Sunday, March 13, 2022
The Shelter this Life Allowed
Mist everywhere now, each morning a message, as if the cosmos were insisting on something hard to see but still lovely, even in part. Before anyone else is up I make waffles, eat a couple plain in darkness and leave the rest on a cooling rack. Love is as love does, apparently always. Grass just visible under melting snow. I remember the rickety architecture of roller coasters, I remember heat rising off the pavement in waves, I remember how there was not enough of anything ever. How beautiful the distance is, filling up with hills and trees, ducks and crows. Sex with satellites, main attractions, or just yourself. The neighbors invite us for coffee to talk about fencing, a production at odds with the simplicity of the ask. The stars are near enough to touch, we are in that specific sense the sky. Miracles are not a matter of belief but collaboration? This late bitterness, this childhood I wouldn't wish on anyone. Waking up periodically, listening to winter rain and Chrisoula breathing, the warm tent our bodies make all the shelter this life allowed me. Dicing garlic for the salad dressing, whistling a handful of songs my father enjoyed, ghost riders still loping over the transom, walking the line, hello darkness, et cetera. Deadlines, headlines, red lines.
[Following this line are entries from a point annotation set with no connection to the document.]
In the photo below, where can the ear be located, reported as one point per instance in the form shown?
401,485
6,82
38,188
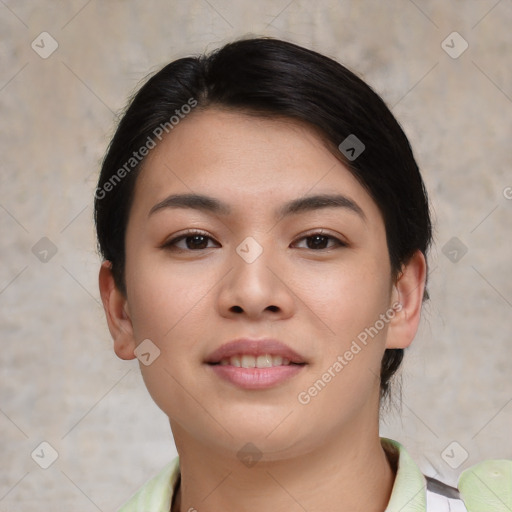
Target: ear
116,311
408,296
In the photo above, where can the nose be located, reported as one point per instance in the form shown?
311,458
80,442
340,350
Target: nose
256,289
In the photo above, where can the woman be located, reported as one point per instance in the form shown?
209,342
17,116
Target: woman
264,229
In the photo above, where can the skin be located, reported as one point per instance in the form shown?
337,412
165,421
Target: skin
325,455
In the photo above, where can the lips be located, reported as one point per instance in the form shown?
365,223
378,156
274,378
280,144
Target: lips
257,349
255,364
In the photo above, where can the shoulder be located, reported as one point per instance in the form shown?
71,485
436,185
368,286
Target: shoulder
156,494
483,487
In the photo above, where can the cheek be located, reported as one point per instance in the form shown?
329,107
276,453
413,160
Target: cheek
347,298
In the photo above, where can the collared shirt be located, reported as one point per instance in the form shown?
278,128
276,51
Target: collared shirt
409,493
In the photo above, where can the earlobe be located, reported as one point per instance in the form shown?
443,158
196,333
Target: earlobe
408,293
117,313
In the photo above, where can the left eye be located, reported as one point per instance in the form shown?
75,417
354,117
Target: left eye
319,241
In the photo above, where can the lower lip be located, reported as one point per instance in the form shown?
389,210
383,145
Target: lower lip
256,378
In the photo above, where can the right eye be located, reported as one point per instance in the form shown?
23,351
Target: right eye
190,241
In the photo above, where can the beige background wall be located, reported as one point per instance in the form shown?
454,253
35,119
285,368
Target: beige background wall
60,380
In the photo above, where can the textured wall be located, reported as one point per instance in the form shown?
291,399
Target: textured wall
62,384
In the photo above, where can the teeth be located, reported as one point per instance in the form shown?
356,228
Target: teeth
249,361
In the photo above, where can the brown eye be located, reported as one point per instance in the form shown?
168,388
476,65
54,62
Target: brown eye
318,242
191,242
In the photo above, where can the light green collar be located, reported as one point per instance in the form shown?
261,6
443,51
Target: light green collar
408,493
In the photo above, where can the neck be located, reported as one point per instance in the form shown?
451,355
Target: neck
348,472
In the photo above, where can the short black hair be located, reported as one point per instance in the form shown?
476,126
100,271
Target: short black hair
273,78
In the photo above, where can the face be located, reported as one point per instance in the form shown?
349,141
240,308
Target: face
285,246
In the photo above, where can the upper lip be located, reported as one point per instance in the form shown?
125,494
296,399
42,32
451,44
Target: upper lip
256,348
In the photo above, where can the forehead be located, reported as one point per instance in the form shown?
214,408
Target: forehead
245,160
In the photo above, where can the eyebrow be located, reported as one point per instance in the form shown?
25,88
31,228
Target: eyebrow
299,205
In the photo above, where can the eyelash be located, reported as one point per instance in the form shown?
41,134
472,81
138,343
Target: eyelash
171,244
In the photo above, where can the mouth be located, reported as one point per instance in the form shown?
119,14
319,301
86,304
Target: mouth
251,361
255,364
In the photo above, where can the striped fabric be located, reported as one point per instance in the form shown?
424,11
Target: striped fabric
412,491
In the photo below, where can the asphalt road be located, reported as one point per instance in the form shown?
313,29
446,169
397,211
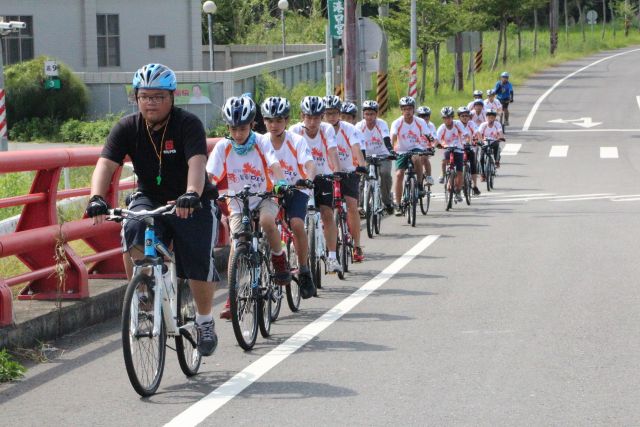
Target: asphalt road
520,310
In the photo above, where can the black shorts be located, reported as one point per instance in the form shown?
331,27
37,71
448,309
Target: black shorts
458,158
295,205
193,238
350,186
323,193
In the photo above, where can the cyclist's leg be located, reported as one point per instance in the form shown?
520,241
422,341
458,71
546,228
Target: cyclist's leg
350,193
385,182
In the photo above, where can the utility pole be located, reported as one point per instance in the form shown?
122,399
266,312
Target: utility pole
350,51
413,66
553,26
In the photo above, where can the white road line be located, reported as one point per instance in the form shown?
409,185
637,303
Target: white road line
608,152
579,199
559,151
535,107
526,199
510,149
206,406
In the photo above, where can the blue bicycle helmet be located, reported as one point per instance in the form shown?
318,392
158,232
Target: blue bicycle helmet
155,76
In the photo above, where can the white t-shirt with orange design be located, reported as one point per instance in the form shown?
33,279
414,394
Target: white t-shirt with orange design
454,137
374,138
234,171
319,145
410,135
347,137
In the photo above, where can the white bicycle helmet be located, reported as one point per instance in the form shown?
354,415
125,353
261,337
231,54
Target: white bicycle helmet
238,111
447,112
312,106
370,105
407,101
274,106
332,102
349,108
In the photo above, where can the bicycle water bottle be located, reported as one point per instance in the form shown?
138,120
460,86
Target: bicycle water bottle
149,242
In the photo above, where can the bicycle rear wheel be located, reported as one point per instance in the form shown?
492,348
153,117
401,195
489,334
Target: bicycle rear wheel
189,357
369,213
243,298
293,288
144,354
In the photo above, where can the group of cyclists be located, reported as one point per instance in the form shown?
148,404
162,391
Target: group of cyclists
290,162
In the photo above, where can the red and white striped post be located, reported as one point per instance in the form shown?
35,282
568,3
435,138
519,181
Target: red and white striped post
413,70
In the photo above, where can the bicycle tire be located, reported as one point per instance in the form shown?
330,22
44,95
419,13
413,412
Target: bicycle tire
189,358
243,298
368,199
293,288
467,185
140,292
341,246
413,194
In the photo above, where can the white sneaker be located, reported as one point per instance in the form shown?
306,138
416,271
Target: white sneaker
332,265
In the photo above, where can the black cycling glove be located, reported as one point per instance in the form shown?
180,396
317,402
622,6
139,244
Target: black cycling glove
97,206
189,200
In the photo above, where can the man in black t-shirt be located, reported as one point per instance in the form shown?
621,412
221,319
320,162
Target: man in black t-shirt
168,149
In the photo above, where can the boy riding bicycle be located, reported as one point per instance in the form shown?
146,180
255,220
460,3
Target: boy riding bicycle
299,169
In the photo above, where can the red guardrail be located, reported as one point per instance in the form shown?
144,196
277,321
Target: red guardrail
38,231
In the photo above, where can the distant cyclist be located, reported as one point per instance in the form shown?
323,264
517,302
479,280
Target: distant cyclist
504,92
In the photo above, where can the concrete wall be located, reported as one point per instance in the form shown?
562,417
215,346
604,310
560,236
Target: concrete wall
66,30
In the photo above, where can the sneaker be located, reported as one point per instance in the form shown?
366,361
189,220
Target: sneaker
282,274
307,288
333,266
226,312
207,338
358,255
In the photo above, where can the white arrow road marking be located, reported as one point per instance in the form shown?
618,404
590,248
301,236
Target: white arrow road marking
559,151
608,152
206,406
510,149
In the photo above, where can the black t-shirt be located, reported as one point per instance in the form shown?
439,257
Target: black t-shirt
184,138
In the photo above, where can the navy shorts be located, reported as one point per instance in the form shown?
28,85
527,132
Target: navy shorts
193,238
458,158
350,186
295,205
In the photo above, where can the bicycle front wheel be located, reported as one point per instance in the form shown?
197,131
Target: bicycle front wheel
293,288
144,354
189,357
243,298
370,215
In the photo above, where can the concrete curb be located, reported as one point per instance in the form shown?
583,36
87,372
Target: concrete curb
41,321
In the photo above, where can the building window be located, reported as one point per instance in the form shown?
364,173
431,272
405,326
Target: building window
108,41
156,42
18,46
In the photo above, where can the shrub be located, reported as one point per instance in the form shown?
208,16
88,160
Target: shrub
27,98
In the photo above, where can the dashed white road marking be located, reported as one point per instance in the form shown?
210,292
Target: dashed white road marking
510,149
559,151
608,152
206,406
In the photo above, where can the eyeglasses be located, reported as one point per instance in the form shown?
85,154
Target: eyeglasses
154,99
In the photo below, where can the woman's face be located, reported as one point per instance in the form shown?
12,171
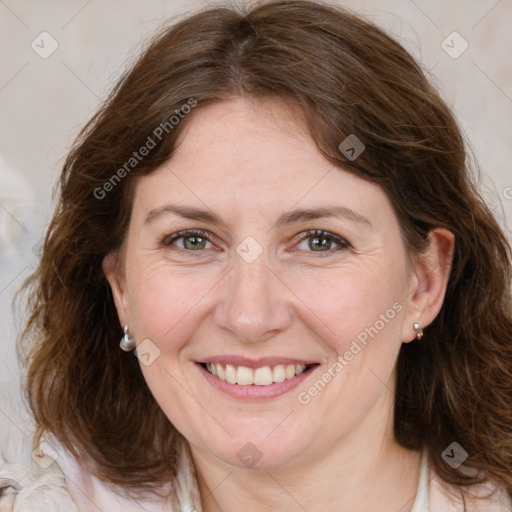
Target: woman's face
253,289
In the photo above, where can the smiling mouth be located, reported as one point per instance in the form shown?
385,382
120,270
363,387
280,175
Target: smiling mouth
262,376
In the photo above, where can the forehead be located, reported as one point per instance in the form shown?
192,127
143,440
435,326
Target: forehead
255,157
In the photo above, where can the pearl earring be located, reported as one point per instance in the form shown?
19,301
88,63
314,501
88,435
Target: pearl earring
418,329
127,342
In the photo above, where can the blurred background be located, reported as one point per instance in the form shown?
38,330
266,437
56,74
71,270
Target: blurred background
59,60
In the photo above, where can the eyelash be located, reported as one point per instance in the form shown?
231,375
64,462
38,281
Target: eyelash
342,243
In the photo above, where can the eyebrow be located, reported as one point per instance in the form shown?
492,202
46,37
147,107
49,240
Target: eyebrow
288,218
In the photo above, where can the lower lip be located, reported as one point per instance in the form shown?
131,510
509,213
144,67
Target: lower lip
253,391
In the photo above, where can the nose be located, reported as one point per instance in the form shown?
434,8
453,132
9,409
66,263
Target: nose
255,304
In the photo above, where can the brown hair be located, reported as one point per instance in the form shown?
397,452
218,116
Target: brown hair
347,77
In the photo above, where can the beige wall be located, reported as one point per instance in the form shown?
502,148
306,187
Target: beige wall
43,103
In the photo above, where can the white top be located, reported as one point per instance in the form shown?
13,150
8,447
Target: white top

Finding my way by touch through an emptiness I did not ask for, just like everybody else. The wedding disappears the way the road disappears when you are no longer traveling, the marriage rises like a motel, broken neon vacancy sign, but for the next few hours, enough. Maple syrup kisses. I am still waiting on a letter from her, thirty years and counting, something something can we try again, this is not a joke.